Et observer le débit. Si ça passe au max, c'est pas une limitation du réseau !

----------

## nemo13

Bonjour El_Goretto,

1) recherche dans les posts de alpha_x86 , nous y avons , malgrès tout, parlé de perf réseau .

2) quid des histoires de full : half duplex etc ..?

-------> en gros tes deux interfaces arrivent-elles à bien gérer l'autonégociation ?

--> juste pour voir forces-les à la paluche à 10M puis 100M etc

   half-duplex puis full duplex

3) parfois le "vrai" 1G nécessite l'interface en 8fils et pas en 4fils.

4) iperf est un logiciel sympa.

A+

----------

## kwenspc

Y a pas une histoire de jumbo frames aussi pour s'assurer qu'on envoit le max de données à chaque paquet pour optimiser l'envoie? (corrigez moi si je raconte  n'importe quoi, ça serait pas la première fois...)

----------

## nemo13

 *kwenspc wrote:*   

> Y a pas une histoire de jumbo frames aussi pour s'assurer qu'on envoit le mac de données à chaque paquet pour optimiser l'envoie? (corrigez moi si je raconte  n'importe quoi, ça serait pas la première fois...)

 

Toutafé thierry,

même que El_Goretto y veillit mal !

iperf pour El_Goretto

oupsman s'y intéressait aussi

A+

----------

## gbetous

Je propose une manip très sérieusement : tu retournes ton cables ethernet, pour voir si les performances sont inversées   :Mr. Green: 

----------

## El_Goretto

Merci nemo13, ça va très bien pour moi  :Smile:  (je regarde pour Iperf, pour la culture)

Toutes mes optimisations NFS et réseau sont toujours là (jumbo frames powa, mais bridée à 7K pour cause de chipset VIA sur une des cartes), les machines sont les mêmes, les confs n'ont "normalement" pas changé, si ce n'est au niveau noyau.

L'état du réseau pendant mes tests: 1Gb Full Duplex, oeuf corse.

Je précise que je ne me suis rendu compte de ce "bridage" de débit assymétrique que récemment, avant tout roulait.

@ guilc: très élégante solution, je la note  :Smile: 

Résultat: bridage toujours que dans un sens.

PC -> serveur = ~13.5Mo

serveur -> PC = ~88.5Mo

C'est donc la conf réseau, comme ce que j'en avais déduit en passant par FTP au lieu de NFS et en monitorant les accès disques des machienes via gkrellm en simultané.

@gbetous: j'ai même soufflé dans le câble pour déboucher, nada  :Mr.
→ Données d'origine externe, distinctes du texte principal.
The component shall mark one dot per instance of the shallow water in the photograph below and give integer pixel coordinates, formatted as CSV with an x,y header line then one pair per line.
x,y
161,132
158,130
Green:  Ceci étant, comme on est jamais trop prudent, je pars à la pêche de mon "vieux" cable croisé cat 5e.

[edit: non, ce n'est pas le câble non plus]

----------

## widan

 *nemo13 wrote:*   

> 3) parfois le "vrai" 1G nécessite l'interface en 8fils et pas en 4fils.

 

Pas parfois, toujours, le gigabit utilise les 4 paires. Et puis si il y a un "vrai" gigabit, c'est quoi le "faux" gigabit ?

 *El_Goretto wrote:*   

> Toutes mes optimisations NFS et réseau sont toujours là (jumbo frames powa, mais bridée à 7K pour cause de chipset VIA sur une des cartes), les machines sont les mêmes, les confs n'ont "normalement" pas changé, si ce n'est au niveau noyau.

 

Quelle est la charge CPU pendant le transfert (des deux côtés et dans les deux sens) ? Il y a peut-être une machine qui sature (car trop d'interruptions par exemple, si quelque chose a changé dans le driver c'est possible).

----------

## El_Goretto

@widan: +95% idle pour les 2 dans le "bridé" sens PC -> Serveur (intérêt majeur des jumbo frames).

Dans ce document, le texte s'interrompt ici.